Procrastination can worsen executive dysfunction in a few ways. First, when you put off starting a task, it can create anxiety or dread because the task is hanging over your head, which can make it even harder to initiate it when you do finally sit down to work on it. This can then make it more difficult to plan and prioritize because you’re behind.

Secondly, procrastination can cause you to lose confidence in your ability to get things done, which increases anxiety and stress. When you repeatedly put off tasks or struggle to complete them on time, it can be easy to fall into a cycle of negative self-talk and doubt, which can make it even harder to start tasks in the future. You spend so much time doubting and berating yourself that it’s near impossible to even get started.

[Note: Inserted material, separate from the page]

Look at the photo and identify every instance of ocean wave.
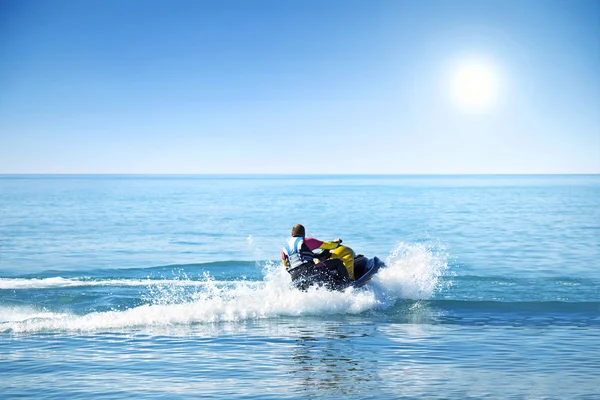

Lastly, procrastination can create a backlog of tasks that need to be completed, which can add to feelings of overwhelm and worsen your executive dysfunction. As the number of unfinished tasks grows, it becomes harder to prioritize and focus on the most important tasks because you have no idea where to start, which leads to paralysis and inaction.

While it's natural to feel anxious or overwhelmed at times, it's important to find strategies that can help you break the cycle of procrastination and avoidance. In the next section, we'll explore some specific strategies for starting tasks even when you're feeling stuck.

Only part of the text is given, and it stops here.